The gauge is about five points away from its record low in March 2008, and the dollar is 2.5 percent away from a 14-year low against the yen.
“We can no longer stop the big wave of dollar weakness,” said Uno, who correctly predicted the dollar would fall under 100 yen and the Dow Jones Industrial Average would sink below 7,000 after the bankruptcy of Lehman Brothers Holdings Inc. last year. If the U.S. currency breaks through record levels, “there will be no downside limit, and even coordinated intervention won’t work,” he said.
China, India, Brazil and Russia this year called for a replacement to the dollar as the main reserve currency. Hossein Ghazavi, Iran’s deputy central bank chief, said on Sept. 13 the euro has overtaken the dollar as the main currency of Iran’s foreign reserves.
Elliott Wave
The greenback is heading for the trough of a super-cycle that started in August 1971, Uno said, referring to the Elliot Wave theory, which holds that market swings follow a predictable five-stage pattern of three steps forward, two steps back.
The dollar is now at wave five of the 40-year cycle, Uno said. It dropped to 92 yen during wave one that ended in March 1973. The dollar will target 50 yen during the current wave, based on multiplying 92 with 0.764, a number in the Fibonacci sequence, and subtracting from the 123.17 yen level seen in the second quarter of 2007, according to Uno.
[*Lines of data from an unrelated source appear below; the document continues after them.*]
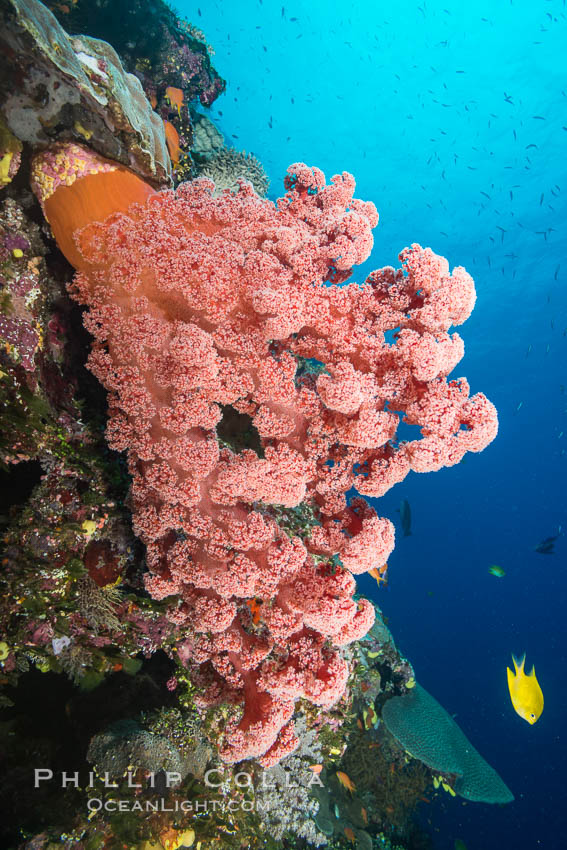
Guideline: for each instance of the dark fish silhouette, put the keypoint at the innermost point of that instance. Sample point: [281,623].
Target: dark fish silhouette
[405,516]
[546,547]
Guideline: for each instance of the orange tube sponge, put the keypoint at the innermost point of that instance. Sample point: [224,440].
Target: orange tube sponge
[76,186]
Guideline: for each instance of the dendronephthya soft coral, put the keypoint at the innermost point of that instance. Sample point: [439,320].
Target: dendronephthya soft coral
[197,302]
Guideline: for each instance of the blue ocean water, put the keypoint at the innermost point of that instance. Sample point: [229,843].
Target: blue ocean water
[453,118]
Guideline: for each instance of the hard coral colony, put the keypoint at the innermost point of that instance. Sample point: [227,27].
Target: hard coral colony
[197,302]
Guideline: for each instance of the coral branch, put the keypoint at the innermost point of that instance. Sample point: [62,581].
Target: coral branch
[198,302]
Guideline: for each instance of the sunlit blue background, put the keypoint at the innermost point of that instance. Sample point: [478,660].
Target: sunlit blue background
[452,117]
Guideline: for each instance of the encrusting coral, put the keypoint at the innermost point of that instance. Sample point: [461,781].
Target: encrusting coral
[197,302]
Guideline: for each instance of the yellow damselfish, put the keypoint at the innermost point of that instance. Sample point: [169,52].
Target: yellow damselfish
[525,692]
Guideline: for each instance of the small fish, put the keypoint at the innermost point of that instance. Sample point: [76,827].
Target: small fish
[525,692]
[255,609]
[345,781]
[546,547]
[370,717]
[172,141]
[175,97]
[405,516]
[379,574]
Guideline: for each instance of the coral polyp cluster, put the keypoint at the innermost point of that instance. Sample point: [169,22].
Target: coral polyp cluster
[197,302]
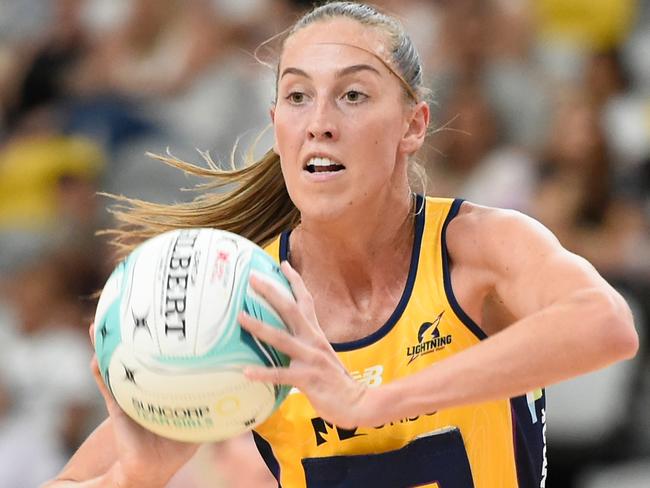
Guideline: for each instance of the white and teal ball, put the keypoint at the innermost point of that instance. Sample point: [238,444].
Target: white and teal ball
[169,345]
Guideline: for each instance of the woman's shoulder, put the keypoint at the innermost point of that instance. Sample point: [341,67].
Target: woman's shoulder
[481,235]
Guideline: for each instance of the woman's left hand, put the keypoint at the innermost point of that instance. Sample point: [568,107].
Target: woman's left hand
[315,368]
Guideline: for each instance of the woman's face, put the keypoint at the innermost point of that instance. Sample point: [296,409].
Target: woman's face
[342,126]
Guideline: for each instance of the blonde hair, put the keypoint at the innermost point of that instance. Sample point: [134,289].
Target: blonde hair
[253,201]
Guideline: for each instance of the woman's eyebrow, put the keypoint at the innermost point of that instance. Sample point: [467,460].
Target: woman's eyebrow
[339,74]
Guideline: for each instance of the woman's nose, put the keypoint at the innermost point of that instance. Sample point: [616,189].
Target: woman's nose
[323,125]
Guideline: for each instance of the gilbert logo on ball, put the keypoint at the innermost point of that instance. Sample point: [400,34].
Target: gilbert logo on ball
[168,342]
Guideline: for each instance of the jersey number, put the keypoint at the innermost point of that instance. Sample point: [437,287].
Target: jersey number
[436,460]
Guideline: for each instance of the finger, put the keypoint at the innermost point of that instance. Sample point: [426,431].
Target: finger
[279,339]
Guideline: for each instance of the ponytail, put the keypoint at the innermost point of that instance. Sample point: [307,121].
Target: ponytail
[251,201]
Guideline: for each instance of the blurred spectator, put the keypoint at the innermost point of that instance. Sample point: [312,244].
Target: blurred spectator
[44,373]
[470,161]
[578,199]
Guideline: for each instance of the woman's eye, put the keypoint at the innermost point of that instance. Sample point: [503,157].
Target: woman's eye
[354,96]
[296,97]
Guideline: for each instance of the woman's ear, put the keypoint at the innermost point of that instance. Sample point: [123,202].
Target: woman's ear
[272,115]
[416,129]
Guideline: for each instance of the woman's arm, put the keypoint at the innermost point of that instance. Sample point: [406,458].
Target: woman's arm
[569,321]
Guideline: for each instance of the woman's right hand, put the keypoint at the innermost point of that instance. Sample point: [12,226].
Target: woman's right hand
[142,457]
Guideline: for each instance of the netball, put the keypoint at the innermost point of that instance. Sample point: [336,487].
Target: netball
[168,342]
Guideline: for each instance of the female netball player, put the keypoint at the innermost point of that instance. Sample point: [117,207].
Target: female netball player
[424,329]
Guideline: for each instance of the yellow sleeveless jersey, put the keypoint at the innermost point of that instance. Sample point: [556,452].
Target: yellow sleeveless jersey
[497,444]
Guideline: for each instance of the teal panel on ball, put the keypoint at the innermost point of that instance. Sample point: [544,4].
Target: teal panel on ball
[108,334]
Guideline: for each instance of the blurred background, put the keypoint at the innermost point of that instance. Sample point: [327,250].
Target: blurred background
[538,105]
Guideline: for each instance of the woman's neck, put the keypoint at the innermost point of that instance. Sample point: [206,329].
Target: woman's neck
[353,252]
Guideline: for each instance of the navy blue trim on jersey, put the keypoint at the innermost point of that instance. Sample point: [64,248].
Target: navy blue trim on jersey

The Elliot Wave was developed by accountant Ralph Nelson Elliott during the Great Depression. Wave sizes are often related by a series of numbers known as the Fibonacci sequence, pioneered by 13th century mathematician Leonardo Pisano, who discerned them from proportions found in nature.
Uno said after the dollar loses its reserve currency status, the U.S., Europe and Asia will form separate economic blocs. The International Monetary Fund’s special drawing rights may be used as a temporary measure, and global currency trading will shrink in the long run, he said.